Türk recordó que la Corte Penal Internacional ha señalado en sus investigaciones que durante la toma de la ciudad las FAR cometieron crímenes de guerra y contra la humanidad, unas conclusiones con las que coincide su oficina tras recolectar información de supervivientes.
El alto comisionado austríaco reiteró su temor a que estas graves violaciones de los derechos humanos se repitan en la región central sudanesa de Kordofán, actual foco de los principales enfrentamientos armados entre ejército y FAR.

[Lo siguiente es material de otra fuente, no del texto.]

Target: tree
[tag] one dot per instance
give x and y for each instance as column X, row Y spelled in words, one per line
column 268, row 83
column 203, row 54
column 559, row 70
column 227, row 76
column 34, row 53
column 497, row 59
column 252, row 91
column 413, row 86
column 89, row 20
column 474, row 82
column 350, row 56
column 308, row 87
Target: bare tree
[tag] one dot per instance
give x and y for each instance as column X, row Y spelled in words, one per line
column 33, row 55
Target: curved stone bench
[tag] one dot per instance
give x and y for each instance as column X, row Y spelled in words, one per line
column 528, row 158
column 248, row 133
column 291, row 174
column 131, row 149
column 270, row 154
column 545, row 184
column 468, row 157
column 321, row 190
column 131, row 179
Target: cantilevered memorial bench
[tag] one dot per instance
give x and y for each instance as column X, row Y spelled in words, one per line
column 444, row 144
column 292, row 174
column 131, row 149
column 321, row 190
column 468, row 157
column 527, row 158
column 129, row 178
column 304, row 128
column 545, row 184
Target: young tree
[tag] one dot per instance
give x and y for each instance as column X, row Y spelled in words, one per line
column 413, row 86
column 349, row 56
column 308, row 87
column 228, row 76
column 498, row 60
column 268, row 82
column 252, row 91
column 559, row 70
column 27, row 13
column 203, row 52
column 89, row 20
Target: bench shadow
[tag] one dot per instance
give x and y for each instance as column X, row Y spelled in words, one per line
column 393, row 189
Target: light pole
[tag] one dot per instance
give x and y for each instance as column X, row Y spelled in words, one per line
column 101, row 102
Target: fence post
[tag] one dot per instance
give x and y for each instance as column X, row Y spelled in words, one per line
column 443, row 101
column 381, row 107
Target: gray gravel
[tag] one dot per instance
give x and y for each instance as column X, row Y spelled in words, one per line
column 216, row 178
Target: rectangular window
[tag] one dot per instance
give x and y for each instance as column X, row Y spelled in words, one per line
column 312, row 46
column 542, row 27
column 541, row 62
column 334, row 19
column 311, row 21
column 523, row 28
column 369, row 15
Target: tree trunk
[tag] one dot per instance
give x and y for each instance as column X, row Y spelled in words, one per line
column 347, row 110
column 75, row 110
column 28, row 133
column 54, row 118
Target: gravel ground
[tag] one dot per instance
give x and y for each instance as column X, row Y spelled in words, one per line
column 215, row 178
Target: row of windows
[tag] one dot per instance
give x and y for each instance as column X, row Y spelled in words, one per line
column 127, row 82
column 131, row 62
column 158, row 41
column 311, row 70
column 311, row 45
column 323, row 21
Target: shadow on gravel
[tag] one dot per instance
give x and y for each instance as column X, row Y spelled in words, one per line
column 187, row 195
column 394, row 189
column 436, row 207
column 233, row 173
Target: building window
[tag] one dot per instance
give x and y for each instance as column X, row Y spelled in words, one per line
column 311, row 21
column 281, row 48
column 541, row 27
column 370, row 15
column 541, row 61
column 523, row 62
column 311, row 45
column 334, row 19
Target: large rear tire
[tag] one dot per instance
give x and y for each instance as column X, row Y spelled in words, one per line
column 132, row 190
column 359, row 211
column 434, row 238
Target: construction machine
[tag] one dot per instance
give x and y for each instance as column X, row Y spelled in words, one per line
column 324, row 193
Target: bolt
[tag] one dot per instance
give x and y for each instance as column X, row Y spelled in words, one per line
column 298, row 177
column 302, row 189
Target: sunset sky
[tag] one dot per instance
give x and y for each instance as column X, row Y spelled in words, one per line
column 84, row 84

Aunque el ejército sudanés y sus aliados han logrado romper asedios de las FAR a localidades de esa región como Kadugli y Dilling, continúan los ataques con drones, que han causado decenas de víctimas civiles, y persiste el riesgo de ejecuciones sumarias, violencia sexual y detenciones arbitrarias.
Dado este contexto, Türk urgió a la comunidad internacional a poner fin al "continuo flujo de armamento" hacia Sudán, incluyendo la llegada de sistemas avanzados de drones armados, e insistió en la necesidad de extender a todo el país el embargo que actualmente sólo se aplica a Darfur.
Pidió asimismo a los bandos en conflicto que se abstengan de lanzar ataques contra infraestructuras civiles, y recordó que durante su visita pudo comprobar los daños causados por las FAR a la central hidroeléctrica de Merowe, situada en el Nilo y que antes proporcionaba un 70 % del suministro eléctrico al país africano.